There’s nothing wrong with these motivations as starting point, but if they become your sole driver for being distributed the results are probably going to end badly. Remote workers will be treated as cheaper handicapped workers and nobody likes being on that position. Soon they’ll find another better company to work for.

Also, if you expect that a distributed company behaves the same way as a local one, you’ll end up with a dysfunctional organization (something that’s happening to a lot of companies during the pandemic, they are now distributed but they behave as if they are not).

To build an effective distributed team engage the cool factor: we are all different, we are more diverse, we bring variety and we feel very strongly about living where we live. Celebrate the distributeness. This will not happen automatically and as a manager/leader at a distributed company, you have to make it happen. Same thing with socializing and bonding: it will not happen automatically as it might if you are all in the same room, and the manager/leader is in charge of making it happen.

Here are some examples of things you can do:

  • Create a Slack channel where people can share pictures of their food.

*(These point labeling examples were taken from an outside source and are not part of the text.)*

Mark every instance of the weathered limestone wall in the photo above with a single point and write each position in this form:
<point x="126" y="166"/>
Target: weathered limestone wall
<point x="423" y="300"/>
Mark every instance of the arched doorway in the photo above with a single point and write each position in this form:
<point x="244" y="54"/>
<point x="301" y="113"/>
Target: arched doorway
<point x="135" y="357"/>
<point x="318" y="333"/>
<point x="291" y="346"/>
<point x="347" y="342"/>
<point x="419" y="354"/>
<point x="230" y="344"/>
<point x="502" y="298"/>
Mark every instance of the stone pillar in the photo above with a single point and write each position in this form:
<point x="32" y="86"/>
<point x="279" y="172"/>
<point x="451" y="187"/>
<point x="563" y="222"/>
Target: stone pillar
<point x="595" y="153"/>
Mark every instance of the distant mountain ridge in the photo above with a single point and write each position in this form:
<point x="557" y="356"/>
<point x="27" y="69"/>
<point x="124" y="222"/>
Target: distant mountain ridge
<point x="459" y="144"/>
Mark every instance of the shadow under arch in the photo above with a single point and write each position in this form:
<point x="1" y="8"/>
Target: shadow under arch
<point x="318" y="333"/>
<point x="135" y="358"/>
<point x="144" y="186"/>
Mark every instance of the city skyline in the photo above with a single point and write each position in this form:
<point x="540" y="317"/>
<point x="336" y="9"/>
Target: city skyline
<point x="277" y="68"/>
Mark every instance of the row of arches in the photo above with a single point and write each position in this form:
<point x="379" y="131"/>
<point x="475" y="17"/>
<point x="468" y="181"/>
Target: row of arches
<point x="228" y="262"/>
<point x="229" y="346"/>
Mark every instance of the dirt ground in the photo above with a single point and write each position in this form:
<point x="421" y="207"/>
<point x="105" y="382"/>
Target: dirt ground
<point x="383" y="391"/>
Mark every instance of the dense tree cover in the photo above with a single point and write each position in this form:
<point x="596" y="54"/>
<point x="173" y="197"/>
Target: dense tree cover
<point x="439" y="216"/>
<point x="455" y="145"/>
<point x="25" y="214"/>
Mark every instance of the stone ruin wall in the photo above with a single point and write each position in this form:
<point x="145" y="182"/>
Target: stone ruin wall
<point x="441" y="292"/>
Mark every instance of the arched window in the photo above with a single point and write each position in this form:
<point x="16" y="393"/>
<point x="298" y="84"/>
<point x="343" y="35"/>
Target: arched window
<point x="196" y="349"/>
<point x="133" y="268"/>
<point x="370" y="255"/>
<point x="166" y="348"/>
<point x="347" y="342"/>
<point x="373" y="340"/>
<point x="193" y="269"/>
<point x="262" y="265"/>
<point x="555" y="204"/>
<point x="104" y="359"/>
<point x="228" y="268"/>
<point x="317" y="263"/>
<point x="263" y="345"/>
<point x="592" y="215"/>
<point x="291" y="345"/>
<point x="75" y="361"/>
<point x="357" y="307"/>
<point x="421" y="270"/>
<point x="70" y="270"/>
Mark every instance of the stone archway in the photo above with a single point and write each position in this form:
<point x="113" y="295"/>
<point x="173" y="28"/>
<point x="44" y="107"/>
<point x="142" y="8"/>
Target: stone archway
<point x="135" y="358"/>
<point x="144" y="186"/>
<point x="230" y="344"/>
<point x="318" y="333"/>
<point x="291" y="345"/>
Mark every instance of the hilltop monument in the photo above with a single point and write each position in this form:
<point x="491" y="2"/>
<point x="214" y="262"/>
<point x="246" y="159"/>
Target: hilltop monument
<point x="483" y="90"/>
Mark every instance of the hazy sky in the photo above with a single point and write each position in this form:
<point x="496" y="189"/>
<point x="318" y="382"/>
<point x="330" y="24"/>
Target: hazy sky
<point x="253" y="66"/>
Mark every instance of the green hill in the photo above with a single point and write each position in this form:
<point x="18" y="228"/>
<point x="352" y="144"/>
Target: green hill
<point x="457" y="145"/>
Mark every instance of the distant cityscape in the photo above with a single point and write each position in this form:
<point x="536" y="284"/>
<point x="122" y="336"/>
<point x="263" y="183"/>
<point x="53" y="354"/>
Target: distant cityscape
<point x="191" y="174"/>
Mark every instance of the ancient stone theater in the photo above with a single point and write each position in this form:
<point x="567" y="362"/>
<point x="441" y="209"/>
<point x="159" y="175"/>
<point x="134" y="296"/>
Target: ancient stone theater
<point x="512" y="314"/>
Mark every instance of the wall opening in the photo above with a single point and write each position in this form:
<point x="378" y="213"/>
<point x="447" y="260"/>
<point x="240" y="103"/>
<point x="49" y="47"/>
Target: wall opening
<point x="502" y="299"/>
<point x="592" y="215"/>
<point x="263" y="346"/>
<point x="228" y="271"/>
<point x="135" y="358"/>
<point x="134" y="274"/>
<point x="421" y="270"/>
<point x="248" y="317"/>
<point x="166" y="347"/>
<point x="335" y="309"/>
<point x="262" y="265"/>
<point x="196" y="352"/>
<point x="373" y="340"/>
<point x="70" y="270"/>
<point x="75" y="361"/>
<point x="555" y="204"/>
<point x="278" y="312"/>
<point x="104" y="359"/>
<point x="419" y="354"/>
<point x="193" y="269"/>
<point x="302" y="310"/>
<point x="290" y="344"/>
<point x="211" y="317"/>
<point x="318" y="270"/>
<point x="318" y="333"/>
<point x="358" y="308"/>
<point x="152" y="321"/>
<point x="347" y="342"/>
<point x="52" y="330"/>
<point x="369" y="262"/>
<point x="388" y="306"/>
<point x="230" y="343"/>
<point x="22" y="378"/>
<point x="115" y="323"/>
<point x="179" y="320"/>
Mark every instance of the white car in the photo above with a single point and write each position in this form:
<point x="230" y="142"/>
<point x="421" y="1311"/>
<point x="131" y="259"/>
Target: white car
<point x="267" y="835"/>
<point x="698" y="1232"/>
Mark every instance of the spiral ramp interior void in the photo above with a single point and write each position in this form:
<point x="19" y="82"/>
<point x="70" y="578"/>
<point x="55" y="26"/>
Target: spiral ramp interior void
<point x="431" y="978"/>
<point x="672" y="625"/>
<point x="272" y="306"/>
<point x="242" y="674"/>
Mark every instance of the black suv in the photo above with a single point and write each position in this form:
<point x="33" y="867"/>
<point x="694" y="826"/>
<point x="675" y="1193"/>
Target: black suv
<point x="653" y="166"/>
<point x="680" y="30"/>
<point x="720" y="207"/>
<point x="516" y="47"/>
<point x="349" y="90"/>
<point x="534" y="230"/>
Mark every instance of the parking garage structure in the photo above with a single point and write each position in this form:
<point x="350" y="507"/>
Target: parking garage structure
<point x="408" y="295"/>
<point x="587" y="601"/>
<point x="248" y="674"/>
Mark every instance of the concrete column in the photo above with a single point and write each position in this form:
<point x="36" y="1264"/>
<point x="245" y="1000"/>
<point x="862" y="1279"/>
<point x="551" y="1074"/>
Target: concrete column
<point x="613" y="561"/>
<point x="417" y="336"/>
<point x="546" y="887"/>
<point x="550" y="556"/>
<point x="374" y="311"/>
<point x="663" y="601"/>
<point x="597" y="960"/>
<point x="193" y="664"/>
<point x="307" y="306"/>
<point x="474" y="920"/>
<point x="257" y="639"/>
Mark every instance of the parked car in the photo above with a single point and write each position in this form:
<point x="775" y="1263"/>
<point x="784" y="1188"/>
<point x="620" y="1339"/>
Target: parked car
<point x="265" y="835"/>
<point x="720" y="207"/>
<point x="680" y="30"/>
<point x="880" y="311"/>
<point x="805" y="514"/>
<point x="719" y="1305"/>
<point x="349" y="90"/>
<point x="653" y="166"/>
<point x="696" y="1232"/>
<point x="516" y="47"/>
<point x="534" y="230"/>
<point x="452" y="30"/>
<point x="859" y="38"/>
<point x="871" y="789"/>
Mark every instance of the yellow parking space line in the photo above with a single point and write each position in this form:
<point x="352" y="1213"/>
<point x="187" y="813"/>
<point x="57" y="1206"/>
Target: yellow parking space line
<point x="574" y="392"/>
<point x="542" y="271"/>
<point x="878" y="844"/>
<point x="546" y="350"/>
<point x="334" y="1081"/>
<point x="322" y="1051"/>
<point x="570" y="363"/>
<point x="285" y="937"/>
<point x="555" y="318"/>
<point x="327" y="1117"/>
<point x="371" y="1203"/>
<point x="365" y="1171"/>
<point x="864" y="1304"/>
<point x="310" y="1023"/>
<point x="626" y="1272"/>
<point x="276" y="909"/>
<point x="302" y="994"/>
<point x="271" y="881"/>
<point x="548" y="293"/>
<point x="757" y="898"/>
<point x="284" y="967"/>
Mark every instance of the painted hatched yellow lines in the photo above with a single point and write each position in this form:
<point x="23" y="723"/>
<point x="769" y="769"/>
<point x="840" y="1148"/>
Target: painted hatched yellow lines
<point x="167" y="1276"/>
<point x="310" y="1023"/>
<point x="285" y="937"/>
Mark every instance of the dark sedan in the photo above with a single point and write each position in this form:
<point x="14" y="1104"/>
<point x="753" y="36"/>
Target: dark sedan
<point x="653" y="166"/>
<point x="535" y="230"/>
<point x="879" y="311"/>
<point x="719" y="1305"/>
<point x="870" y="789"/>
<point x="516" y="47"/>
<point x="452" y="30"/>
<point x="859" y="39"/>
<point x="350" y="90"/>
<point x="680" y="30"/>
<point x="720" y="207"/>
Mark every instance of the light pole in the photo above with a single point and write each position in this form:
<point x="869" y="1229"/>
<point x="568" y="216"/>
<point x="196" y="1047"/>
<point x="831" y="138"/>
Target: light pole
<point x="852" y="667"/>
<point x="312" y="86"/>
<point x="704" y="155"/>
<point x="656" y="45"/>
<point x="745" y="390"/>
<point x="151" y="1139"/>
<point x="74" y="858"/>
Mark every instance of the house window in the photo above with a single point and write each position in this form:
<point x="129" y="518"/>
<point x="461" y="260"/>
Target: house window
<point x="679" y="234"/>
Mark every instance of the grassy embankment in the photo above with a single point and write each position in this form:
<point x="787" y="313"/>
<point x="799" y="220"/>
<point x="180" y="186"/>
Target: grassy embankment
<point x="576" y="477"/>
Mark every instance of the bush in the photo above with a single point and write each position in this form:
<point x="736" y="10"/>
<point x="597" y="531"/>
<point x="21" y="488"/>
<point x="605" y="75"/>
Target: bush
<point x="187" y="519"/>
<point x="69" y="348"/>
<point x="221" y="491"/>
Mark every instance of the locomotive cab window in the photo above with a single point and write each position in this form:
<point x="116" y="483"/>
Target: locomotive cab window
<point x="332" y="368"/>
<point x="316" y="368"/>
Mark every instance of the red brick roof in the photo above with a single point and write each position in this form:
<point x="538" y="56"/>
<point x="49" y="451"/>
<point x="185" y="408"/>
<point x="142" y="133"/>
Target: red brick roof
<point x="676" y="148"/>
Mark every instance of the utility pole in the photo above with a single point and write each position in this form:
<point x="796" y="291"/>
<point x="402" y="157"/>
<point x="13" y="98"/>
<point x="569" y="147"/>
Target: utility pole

People will show off the good and bad of the food of where they live. People might end up exchanging recipes.
  • Follow news of the countries/cities where your staff is located and if something major happens, reach out to check on their well-being. Send the signal that you care about where they are, not just that they are far away.
  • Create optional and mandatory engineered social time for people to hang out together. A small amount of mandatory bonding is a good thing, because otherwise it may not happen at all (there’s no water cooler), but don’t force people to be away from their families for a gaming night to avoid losing status at the company.
  • Embrace hobbies, activities and lifestyles. People that work remotely they often care deeply about somethings, like their families, living in rural areas, having more free time, being able to work with constraints, hobbies that are location specific. Celebrate all of that.
  • Allow extra flexibility: don’t expect them to work 9 to 5, but know that they can still work hard or harder and even for more hours. Allow someone to break away from work to go pick up the kids from school in the middle of the day but they fixed a ticket in the middle of the night.